Here I sit again,aw,where is the happy me?I feel like a depressed poet,surrounded by the same situations as his constant muse.I'm surrounded by people telling me the ways I need to change my life,sort things out,get better at...lets face it-everything.I'm not liking what i'm becomming.At this rate,i'll lose everything.Eventhough,I don't have a great deal.I just feel so insignificant and small,I want to disolve and go somewhere else for a little while.maybe it's my inner desire to travel beyond these walls.I do so love where I am,but I still feel as though im standing in the same body I've grown to dislike so very much.And it's as plain as day what i've got to do to get my fondness back,my love of the inexpence,the cooky,unfashionable...since when did I search for clothing in brand order?or even search for clothing?I like what I have,I don't need these material items.I know the music I like,I don't need to be told what makes me tick and whats cool,what I should be ashamed of.And I don't want to hang around in a job that is plainly demeaning,for the girls with a teaspoon of inteligence between them all,with plastic faces, zoning out the numbing reality that lies within society,families that hate each other,buying further crap to clog up their already clogged artaries.YESIR.I am feeling bitter today.

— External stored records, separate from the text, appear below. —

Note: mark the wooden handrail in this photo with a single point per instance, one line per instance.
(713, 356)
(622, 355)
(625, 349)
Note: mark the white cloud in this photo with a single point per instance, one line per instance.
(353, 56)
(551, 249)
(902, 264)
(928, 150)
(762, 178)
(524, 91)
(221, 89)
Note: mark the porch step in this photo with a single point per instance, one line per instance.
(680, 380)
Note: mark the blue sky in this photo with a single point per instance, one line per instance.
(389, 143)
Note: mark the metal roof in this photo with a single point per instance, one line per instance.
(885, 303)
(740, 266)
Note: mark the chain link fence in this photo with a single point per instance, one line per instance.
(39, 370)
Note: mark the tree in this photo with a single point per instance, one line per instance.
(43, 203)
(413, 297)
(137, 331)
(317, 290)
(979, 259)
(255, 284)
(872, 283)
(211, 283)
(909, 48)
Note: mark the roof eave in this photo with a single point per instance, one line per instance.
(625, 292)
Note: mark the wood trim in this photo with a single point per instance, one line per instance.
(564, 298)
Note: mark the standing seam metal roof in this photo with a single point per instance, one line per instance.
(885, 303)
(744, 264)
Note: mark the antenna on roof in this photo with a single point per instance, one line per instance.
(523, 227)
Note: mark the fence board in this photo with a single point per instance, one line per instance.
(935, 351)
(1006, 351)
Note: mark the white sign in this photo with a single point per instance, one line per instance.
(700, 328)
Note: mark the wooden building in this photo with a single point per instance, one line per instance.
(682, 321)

I don't like this,I don't like myself anymore.But I have no right reason to just go ahead and do whats right.I don't have the strength to be selfish.I mean,I can go ahead and write about it all,think about it,in my mind I feel like i am in control,but when my fear is in front of me I buckel,I lie,I pretend and I appologise so weakly,theres hardly any personality inside,I feel like it leaks out of me each time I wake and pretend that what i'm doing is the right thing.This just cant go on for much longer,or i'll start taking it out on myself.
It's times like these I really miss my family.I miss dads kind,caring,reassuring words,and mums way of snapping me out of worrying situations.Telling me how it is,and how things have to be.Maybe I was pretending to be happy with this move,into deeper waters.I know I can swim,but someones dragging me down so I'm sinking...
I've become addicted to reading postsecret,where I get an enormous sense of thoughtfulness and balence,where I see that i'm not the only one in these situations.Who has their secrets but doesnt know who to tell.I can barely write it all out,how I feel,in fear for when one day I read it back and pity who I once was.
I know this moment in time is a stepping stone.A big one,but a stone all the same.Which means I will come out the otherside.And some smile and see that there is no 'situation' here,it's as easy as making the call,hanging up,blocking the number and avoiding the websites.In a month or two,you will be free.But I just can't do it.and i'm trying to figure out why,is it love?or is it more the fear? of him?of upsetting him?if he knew how much I lied through my teeth-well,its not lying,it's just not telling him how I really feel at the time.There is no way he'd feel the same for me in any way if I told him where he did things wrong and upset me.And it's not his fault,becuase another person wouldn't see the same flaws.But it's a bad habbit i've taught myself to slip into.People,don't want to know what you really think.They just want to hear what they want to know,that they are what they're trying to be.People don't really want to know where they fall,or what they do wrong.Becuase I believe,that people already know that.But carry on.Well,they do around me anyway.Maybe I do the same too,like,lay into things around me becuase i'm really upset and unbalenced inside,and continue doing what I always do.If i can see that it isn't making an effect on my day to day life,why the hell bother?
I know that this is me though,and I have to becuase the large majority of the time things do work out ok in the end.Maybe it's just my patience wearing thin,i don't know.
Why am I such an idiot?
I need to dedicate much more of my time to my work.This is what i'm here for,and i dont want anything or anyone to wrewin what i've worked so hard for.~
THIS IS JUST SO FUCKED UP.
damn this.
FUCK this.
...interlude....
Sorry.
I'm sorry for just burbling on about the same of shit the whole time.Going on about how I know it all-I clearly don't.I really am just looking for my own piece of mind,and I fear theres nowhere I can find it.there really isnt anywhere I can escape to,or anyone I can really confide my feelings too.I don't want to burden.Plus,I don't want to look like an idiot because thats what I know I am.No,I don't want to hear that truth right now.
I don't think i've ever felt like this before,so,upset and on-edge the whole time.I know something's not right and something has to be done about it.I guess in my won stupid way i'm being patient and waiting for the right moment to arrise.Becuase I know it will,I know I will be blessed with the right moment,the power,the ability.It'll just be a while,as some kind of ounishment maybe,for the lies and silly mistakes I have made,that have got me to where I am right now-a horrible situation.
I'm not a bitter person,really,i'm not.And i hate when I get the chance I spill out all this hate.I'm a different person,i'm not someone I like.I suppose it's becuase i'm sonstantly provoked,but it just sounds so lame.But hopefully,things will progress and get better.Then I'll be happy,free,to be me and really enjoy myself once and for all.Let myself go like I'm longing to.I've just got to have faith,and be patient.
I'm sorry for being different,I don't like it at all.And it will change,I will be better,I will be eventually happy.